Sunday, 24 de November de 2024 ISSN 1519-7670 - Ano 24 - nº 1315

Tom Zeller Jr.


‘Não pergunte a Nick Denton, o diretor editorial da Gawker Media e de sua crescente lista de blogs populares, sobre seu império. ‘As pessoas me procuram e perguntam se o império vai bem, como se fosse engraçado’, diz Denton. ‘É patético.’


Não lhe faça perguntas sobre seu plano de negócios, tampouco. Ele diz que nunca teve um plano. A única razão para que tenha formado a empresa, disse, foi fazer de sua rede de blogs, que inclui o Gawker, a mais conhecida coluna on-line de notícias e fofocas de Manhattan, o Fleshbot, site erótico preferido das pessoas inteligentes, e cerca de dez outros títulos, um destino mais atraente para os anunciantes.


‘Isso não ajuda em nada com os leitores’, diz. ‘Na verdade, é uma desvantagem, porque nos dá uma cara empresarial.’


Apesar do distanciamento e do desdém que Denton expressa na discussão sobre essa não-revolução, no entanto, não há dúvida de que ele e sua equipe estão tentando transformar o fenômeno dos diários on-line efêmeros, rápidos e repletos de opiniões vigorosas em um empreendimento comercial viável, se não lucrativo.
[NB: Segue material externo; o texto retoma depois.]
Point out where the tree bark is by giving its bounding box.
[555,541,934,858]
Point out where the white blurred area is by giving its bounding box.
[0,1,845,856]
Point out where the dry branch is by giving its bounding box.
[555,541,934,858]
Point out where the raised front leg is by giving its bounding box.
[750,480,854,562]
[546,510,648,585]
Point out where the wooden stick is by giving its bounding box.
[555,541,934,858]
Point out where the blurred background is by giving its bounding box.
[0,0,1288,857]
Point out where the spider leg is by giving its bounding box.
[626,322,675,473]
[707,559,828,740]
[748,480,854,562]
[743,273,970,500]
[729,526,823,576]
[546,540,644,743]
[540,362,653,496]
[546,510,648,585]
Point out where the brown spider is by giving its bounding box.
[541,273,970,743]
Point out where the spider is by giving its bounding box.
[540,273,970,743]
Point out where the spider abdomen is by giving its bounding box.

Grandes anunciantes, como a Audi, Nike e General Electric, disputam espaço nos blogs da Gawker, que Denton descreve como sexy, irreverentes e um bocadinho elitistas.


Ele diz que não há mágica por trás da Gawker Media, empresa que ele abriu três anos atrás em Nova York. Na opinião de Denton, o empreendimento segue o modelo básico do setor editorial. Mas quer ele goste ou não, na atmosfera superaquecida da mania dos blogs, Denton, 38, continua a ser um dos empresários mais observados do setor.


Caminhando pelo loft de terceiro andar em TriBeCa, um espaço despretensioso que é o mais próximo que a Gawker tem a oferecer de um centro nervoso, Denton reitera que não pretende discutir dinheiro. Recusa-se a dizer se a Gawker é lucrativa, ou quanto ele paga aos cerca de 12 blogueiros -’editores’, na estrutura da empresa- que trabalham para ele.


Denton acende um Marlboro Light e discorre obliquamente sobre custos fixos (mínimos, no mundo dos blogs), difamação (sempre uma preocupação) e Fred Durst.


Em março, Durst, líder da banda de rock Limp Bizkit, processou a Gawker, e outros sites, por oferecer links para um vídeo de sexo em que ele aparecia.


‘Honestamente, nós não sabemos por que ele está tão furioso com a gente’, disse Jessica Coen, editora da Gawker, em um post muito irônico.


‘A situação é realmente muito simples. Alguém nos enviou um link para um vídeo de seu pênis, entramos em choque e o compartilhamos com o mundo durante cerca de duas horas. Depois choramos, encontramos Deus, tomamos um banho quente e removemos o vídeo do site.’ Durst acabou abandonando o processo.


Cada editor de blog do Gawker está sob contrato que requer pelo menos 12 posts ao dia e recebe honorários fixos para tanto.


O tráfego do site é causa de preocupação obsessiva. O Gawker atrai pouco mais de 1 milhão de visitantes únicos ao mês; o Fleshbot, o mais popular dos sites da empresa, atrai quase duas vezes esse número; e o Gizmodo, cujo tema são as engenhocas eletrônicas, atrai 1,5 milhão.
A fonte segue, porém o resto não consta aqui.